The senior investors I respect most all have a story like the one I just told. A regime change they did not see because the frame they had built was calibrated to a world that had moved. A position they held too long, or a position they refused to take, because the frame gave them an answer before they had asked whether the frame still fit. They earned the wisdom the hard way, which is the only way it gets earned. And the senior ones who actually have it will tell you they are still working on it. The marker of the real thing is that it never settles into the certainty the reps want to give you.
This is what humility actually is, in a working life. And humility is not a soft virtue. It is the operational shape of wisdom.
It is not modesty. It is not self-deprecation. Both of those can themselves be a performance. The real version is more specific and more demanding.
Humility is the discipline of asking whether the frame you are using still fits the world you are looking at.
It is the willingness to hold the way you see loosely while you ask whether it is calibrated to the case in front of you. It is the small uneasiness that the framework, however well-earned, may not be the right framework for the world you are now in. It is the practice of being curious about the gap between what you already know how to see and what is actually in front of you.
That practice, repeated for long enough, is what eventually becomes wisdom. Not the accumulation of lessons. The discipline of holding the lessons loosely.
I did not have that in 2013. I had a frame I trusted and a recent history that had validated it and a quiet certainty that I had seen this before. Trusting the frame did not feel like trusting the frame at the time. It felt like conviction. That is what makes it dangerous.

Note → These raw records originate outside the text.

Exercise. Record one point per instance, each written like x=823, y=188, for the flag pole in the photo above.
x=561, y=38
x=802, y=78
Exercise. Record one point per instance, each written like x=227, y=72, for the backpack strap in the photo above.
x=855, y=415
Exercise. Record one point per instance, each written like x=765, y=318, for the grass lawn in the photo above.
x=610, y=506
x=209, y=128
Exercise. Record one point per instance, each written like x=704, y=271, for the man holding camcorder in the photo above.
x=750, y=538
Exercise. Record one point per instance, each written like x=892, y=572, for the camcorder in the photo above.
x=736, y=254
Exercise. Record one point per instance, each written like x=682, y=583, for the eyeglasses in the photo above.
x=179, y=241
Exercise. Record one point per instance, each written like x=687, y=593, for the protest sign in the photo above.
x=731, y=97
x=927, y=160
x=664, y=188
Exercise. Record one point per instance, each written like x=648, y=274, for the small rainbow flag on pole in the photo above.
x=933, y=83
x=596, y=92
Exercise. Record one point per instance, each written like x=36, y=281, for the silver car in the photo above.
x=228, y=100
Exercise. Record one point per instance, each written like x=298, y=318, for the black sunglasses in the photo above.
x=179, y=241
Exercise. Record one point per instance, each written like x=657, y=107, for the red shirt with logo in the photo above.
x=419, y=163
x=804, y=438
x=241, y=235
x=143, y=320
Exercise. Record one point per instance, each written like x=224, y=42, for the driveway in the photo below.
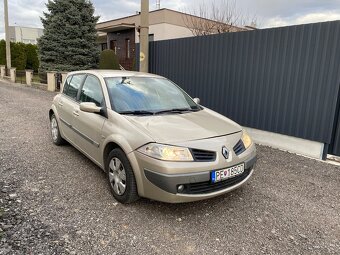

The frame eventually updated. The painful year was the cost.
Here is what is ironic about all of this.
The same investors who eventually capitulated on SaaS, who accepted that their frames had to be recalibrated and learned to underwrite the new regime, are now sitting in front of AI doing two things at the same time.
Worrying that SaaS is structurally impaired by AI.
Worrying that AI itself is a bubble.
Both worries are running off frames that were built in earlier regimes. Both could be right. Both could also be the reps reading the wrong thing with confidence. From inside the frame, you cannot tell which one you are doing.
The price has not been discovered yet. Nobody knows the answer.
What I know is that trusting the frame feels like conviction every time. The reps will tell you that you have seen this before. The wisdom, if you have any of it yet, will ask you whether you really have.
This week's question:
What is one lesson you are carrying as wisdom that may still just be reps?